Но как ни странно, он не совсем черный.
Видите ли, читая эти греческие трагедии и рассматривая написанные 2000 лет спустя Уильямом Шекспиром («Король Лир», «Гамлет», «Отелло», «Ромео и Джульетта» и «Макбет»), я сделал открытие: трагедия печальна. и прискорбно. Это заставляет нас скорбеть, вздрагивать и желать, чтобы все было иначе. Но трагедия не лишена смысла. В блестящем эссе 2017 года «Трагическая чувствительность» Роберт Каплан пишет:
Когда древние греки осознали, что в мире есть «что-то непоправимо неправильное», а такой мир нужно оценивать «в то же время как прекрасный», родилась трагедия… [Как заметила Эдит Гамильтон] Достоинство и значение человеческой жизни - этого, и только этого, трагедия никогда не оставит».
Трагедия не бессмысленна, потому что она не упускает из виду, что мужчина и женщина достойны. Мы справедливо отшатываемся от последнего вздоха Короля Лира, от самой черной судьбы Эдипа, ненужной смерти Гамлета, отчаянного самоубийства Иокасты и жестокого наказания Прометея по одной главной причине - потому что каждая жизнь имеет значение. Проще говоря, достоинство - это то, что делает трагедию трагедией.

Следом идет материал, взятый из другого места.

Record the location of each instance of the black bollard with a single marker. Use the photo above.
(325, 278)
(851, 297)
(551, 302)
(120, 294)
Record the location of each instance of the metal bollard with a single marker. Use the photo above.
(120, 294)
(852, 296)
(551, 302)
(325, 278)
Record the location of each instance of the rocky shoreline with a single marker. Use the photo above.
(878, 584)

С другой стороны, нигилизм, вера в то, что жизнь бессмысленна, ни в коем случае нельзя путать с трагедией. Нигилизм цинично издевается и небрежно отбрасывает понятие достоинства. Какая потеря может быть без смысла или цели? Кажется, что так же хорошо - может быть, дьявольское облегчение - просто закончить. Нигилизм есть духовная капитуляция. Нигилизм не пуст; это зло. Он лишает человечество его души и погрязает в его страданиях. Как заметила Фланнери О’Коннор, Если вы живете сегодня, вы дышите нигилизмом… это газ, которым вы дышите. Если бы у меня не было Церкви, с которой можно было бы бороться, или необходимости бороться с ней, я был бы самым вонючим логическим позитивистом, которого вы когда-либо видели.
В трагедии могут происходить жестокие вещи, но есть искра витальная, живая, образ Божий, переживающий жестокость. Страсти Христовы - это законченная трагедия, но трагедия заключена в славе Божией и искуплении человека. Как бы он ни старался, Дьявол искушает нас быть нигилистами, но благодаря высшей защите нашего достоинства Богом мы все трагики.

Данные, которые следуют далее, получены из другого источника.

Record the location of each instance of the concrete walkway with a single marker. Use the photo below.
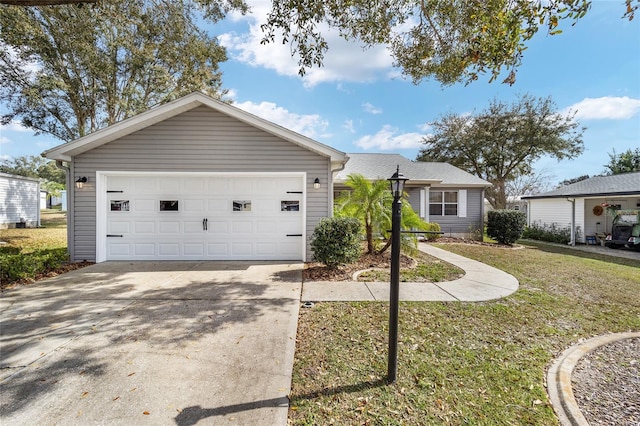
(480, 282)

Джон Донн хорошо написал об этом в своей «Медитации XVII» (строки из которой иногда оформляют как стихотворение):
Ни один человек не остров, Весь сам по себе. Каждая часть континента, Часть главного. Если глыбу смоет море, тем меньше будет Европы. Как и если бы мыс был. Так же, как если бы была усадьба твоя или твоего друга. Смерть каждого человека умаляет меня, Ибо я причастен к человечеству. Поэтому пошли не знать, По ком звонит колокол, По тебе звонит.
Как красиво и со смыслом. Как скорбно и навязчиво.
Как трагично. Как уместно трагично.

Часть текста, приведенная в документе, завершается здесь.